In normal individuals plasma glucose levels remain relatively constant in periods of feeding, fasting, or prolonged exercise. High stress and physical conditions such as fatigue, combined with food deprivation, make soldiers very vulnerable to changes in blood glucose levels. Moreover, among soldiers, as in the general population, there is a risk group that is more susceptible to diabetes, largely compromising the control of plasma glucose levels, particularly in situations of stress. Therefore, a precise and tight regulation of plasma glucose levels is critical for preventing states of life-threatening conditions such as lactic or ketone acidosis due to hypoglycemia. On the other hand, chronic hyperglycemia is a major predisposing factor for long-term damage, dysfunction, and failure of various organs, including kidney, heart, eye, nerve, and blood vessels, which are collectively termed diabetic complications. Taken together, it is critical for an optimal performance of a soldier, operating under extreme environments of stress, intense exercise, or food restriction conditions, to be able to control blood glucose levels relatively constant. Therefore, studies to identify molecular mechanisms and targets that control glucose homeostasis are very important for development of new therapies and drugs to prevent both hypoglycemia and hyperglycemia in diabetes.

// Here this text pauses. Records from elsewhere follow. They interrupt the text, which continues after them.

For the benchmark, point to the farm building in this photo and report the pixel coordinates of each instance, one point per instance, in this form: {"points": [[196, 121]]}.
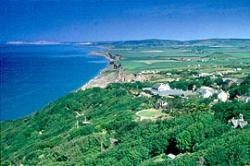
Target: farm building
{"points": [[206, 91]]}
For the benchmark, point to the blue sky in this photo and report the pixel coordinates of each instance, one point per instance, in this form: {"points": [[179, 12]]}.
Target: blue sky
{"points": [[105, 20]]}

Effective drug therapies for diabetes include insulin replacement as well as other oral drugs such as sulfonylureas, PPARg agonists such as thiazolidinediones and metformin. It is important to mention that metformin preferentially targets glucose production in the liver; however, it is a relatively impotent drug and has to be used at high concentrations.

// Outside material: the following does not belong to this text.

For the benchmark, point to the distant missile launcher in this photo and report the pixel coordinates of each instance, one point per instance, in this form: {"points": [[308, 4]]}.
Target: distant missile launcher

We have identified that a chemical modification called acetylation is a key regulatory step that controls glucose production in the liver by "turning-off" an important protein called PGC-1a. Genetic and clinical evidence in humans indicates that PGC-1a is dysregulated in both type 1 and type 2 diabetes and it is locked in an "on" active position in fasting and diabetic states resulting in an increase in blood glucose levels. Importantly, recently, we have identified the molecule responsible for PGC1a acetylation as GCN5. In this research proposal, we will perform biochemical and physiological experiments in cells and mice to understand how GCN5 and PGC-1a are controlling glucose production in the liver.

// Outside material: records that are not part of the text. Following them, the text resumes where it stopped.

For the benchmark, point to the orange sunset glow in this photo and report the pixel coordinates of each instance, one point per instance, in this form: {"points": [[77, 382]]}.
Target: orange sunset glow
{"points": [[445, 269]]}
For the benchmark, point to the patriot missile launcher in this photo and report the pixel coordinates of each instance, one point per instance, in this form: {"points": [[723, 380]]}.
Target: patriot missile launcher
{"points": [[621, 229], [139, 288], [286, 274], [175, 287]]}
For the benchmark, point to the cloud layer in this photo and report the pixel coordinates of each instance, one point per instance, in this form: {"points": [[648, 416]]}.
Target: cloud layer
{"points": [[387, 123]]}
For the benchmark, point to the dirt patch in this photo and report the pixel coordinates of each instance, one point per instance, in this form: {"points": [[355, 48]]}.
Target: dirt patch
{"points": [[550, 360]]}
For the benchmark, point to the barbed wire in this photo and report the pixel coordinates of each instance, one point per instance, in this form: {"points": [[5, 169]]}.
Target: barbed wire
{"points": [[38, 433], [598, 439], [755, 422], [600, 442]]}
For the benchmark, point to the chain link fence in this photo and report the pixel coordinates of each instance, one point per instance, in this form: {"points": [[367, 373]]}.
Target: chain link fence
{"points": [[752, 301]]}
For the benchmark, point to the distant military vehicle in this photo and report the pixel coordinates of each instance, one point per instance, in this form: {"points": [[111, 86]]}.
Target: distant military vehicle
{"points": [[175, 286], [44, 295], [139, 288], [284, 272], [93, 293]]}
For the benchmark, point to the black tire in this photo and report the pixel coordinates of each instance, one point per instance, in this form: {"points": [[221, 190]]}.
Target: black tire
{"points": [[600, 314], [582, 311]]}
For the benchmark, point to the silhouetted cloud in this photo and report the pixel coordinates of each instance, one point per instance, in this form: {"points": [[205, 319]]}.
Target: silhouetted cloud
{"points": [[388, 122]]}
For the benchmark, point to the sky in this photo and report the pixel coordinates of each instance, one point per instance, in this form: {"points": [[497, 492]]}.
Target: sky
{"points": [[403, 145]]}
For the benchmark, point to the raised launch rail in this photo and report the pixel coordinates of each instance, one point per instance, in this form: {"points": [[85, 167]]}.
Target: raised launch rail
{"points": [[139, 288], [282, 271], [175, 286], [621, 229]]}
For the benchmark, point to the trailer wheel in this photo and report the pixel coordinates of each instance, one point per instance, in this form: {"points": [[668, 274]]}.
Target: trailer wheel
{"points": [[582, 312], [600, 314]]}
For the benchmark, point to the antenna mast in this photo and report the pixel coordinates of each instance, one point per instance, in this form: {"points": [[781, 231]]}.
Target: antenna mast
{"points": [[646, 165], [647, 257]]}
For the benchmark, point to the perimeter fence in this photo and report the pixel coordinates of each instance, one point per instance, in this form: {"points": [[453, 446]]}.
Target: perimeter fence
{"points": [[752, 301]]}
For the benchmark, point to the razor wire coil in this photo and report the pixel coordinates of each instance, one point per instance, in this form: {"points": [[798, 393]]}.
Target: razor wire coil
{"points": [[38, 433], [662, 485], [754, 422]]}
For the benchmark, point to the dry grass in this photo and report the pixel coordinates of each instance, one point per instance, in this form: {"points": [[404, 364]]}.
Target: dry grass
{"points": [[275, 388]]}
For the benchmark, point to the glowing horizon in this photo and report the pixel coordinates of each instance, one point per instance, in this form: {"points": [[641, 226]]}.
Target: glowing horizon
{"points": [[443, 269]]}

The understanding of the molecular mechanisms and regulation of hepatic glucose production constitutes a key step toward finding specific novel molecular targets for small molecules or drugs to use in the clinics and treat diabetic patients. Efficient drugs able to reduce hepatic glucose production will certainly represent an enormous advance in the clinical treatment of diabetes. Finally, understanding the function of these two proteins could also provide the molecular basis for drugs to treat life-threatening conditions such as hyperglycemia, hypoglycemia, and lactic and ketone acidosis. As these are conditions that personnel from the army could develop with high frequency, especially in highly stressful conditions such as combat, the military could certainly benefit from these studies.